Y agregó, para darnos una pista de por dónde irá la nueva secretaría: “es importante que a este esfuerzo del gobierno federal se sume la iniciativa privada”.
Canal 22 estaba adscrito a Conaculta, por lo cual suponemos se mantendrá bajo la égida de la nueva dependencia federal. ¿O debemos pensar que se quedará dentro de la SEP, o peor aún, pasará como todos los medios públicos a depender de la Secretaría de Gobernación? No se ha dicho una sola palabra de la emisora, de su estado actual, ni de su futuro. No la menciona Tovar como parte del patrimonio.
La televisora es un instrumento fundamental para difundir arte, costumbres y tradiciones; resulta a la vez el medio contemporáneo creador de piezas que se integran a la sociedad, a su forma de pensar. De la radio y la televisión salen manifestaciones artísticas con lenguaje propio, material informativo o documental que abona al desarrollo, a la vivificación de esa cultura. Sin emisoras públicas se cae la diversidad, lo comercial se enseñorea de conciencias. El valor primordial es el consumo de objetos o servicios.

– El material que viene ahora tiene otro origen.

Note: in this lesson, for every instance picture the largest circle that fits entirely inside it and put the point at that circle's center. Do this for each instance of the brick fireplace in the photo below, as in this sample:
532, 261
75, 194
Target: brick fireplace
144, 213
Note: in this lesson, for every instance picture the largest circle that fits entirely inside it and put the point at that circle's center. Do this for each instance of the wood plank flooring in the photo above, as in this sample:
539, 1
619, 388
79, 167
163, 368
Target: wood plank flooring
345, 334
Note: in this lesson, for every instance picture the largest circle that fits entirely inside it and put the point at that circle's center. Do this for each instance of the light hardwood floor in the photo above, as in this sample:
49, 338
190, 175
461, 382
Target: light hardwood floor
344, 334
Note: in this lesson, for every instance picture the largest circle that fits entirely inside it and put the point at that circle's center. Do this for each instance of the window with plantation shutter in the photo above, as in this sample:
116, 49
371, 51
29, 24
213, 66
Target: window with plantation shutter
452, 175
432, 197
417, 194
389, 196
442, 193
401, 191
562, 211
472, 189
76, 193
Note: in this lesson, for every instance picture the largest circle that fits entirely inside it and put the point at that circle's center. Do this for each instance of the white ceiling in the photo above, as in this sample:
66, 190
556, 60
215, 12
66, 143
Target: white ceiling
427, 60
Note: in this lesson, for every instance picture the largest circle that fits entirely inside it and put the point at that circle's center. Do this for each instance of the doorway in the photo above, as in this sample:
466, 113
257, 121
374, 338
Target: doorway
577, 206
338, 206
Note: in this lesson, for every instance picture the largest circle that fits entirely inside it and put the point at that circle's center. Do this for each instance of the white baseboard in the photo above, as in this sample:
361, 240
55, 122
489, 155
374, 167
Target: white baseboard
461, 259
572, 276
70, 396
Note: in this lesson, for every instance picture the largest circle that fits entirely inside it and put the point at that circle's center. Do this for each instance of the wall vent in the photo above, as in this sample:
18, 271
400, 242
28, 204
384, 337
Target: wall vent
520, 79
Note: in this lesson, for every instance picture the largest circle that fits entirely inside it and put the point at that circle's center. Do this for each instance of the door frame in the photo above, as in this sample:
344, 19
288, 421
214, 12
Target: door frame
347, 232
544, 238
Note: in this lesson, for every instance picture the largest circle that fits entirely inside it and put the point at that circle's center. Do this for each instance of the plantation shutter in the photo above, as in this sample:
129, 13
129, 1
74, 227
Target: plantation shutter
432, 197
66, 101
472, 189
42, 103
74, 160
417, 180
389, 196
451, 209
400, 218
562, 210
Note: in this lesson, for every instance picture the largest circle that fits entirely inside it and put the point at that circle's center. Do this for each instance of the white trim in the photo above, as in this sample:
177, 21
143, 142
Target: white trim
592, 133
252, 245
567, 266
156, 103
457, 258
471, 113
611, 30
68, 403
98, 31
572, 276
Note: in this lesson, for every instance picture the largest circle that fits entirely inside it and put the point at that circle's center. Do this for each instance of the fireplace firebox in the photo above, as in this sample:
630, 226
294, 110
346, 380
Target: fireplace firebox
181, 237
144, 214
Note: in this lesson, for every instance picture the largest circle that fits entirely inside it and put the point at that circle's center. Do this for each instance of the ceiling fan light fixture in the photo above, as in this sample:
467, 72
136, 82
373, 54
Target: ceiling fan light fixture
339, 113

La situación actual del 22 es precaria: sale de un problema de censura con un presupuesto limitado que seguramente será más bajo en 2016. Si bien se rescató a los trabajadores despedidos, la programación es prácticamente la misma desde hace tres años, ahora con el agravante de que vemos –como en TVUNAM– múltiples repeticiones de series grabadas hace cinco, siete y diez años. Algunas se justifican porque no han perdido vigencia, otras están desfasadas. Con un poco de trabajo de edición, un presentador que dé el contexto y actualice, el canal no se vería tan desmañado. Como lo prueba la historia de televisoras públicas del país, la creatividad es un activo que se impone a la falta de dinero.
Lo más fácil es mantener el mismo esquema y acudir al archivo para los huecos.
Cierto es que los compromisos se pactan a principios de año y deben mantenerse durante esos doce meses, sin embargo ya sería tiempo para que en Canal 22 se sintieran aires de renovación, que su director anunciara algunos cambios, que dijera si tiene ánimo para mantener al canal en la cúspide alcanzada o pretende nadar con la corriente.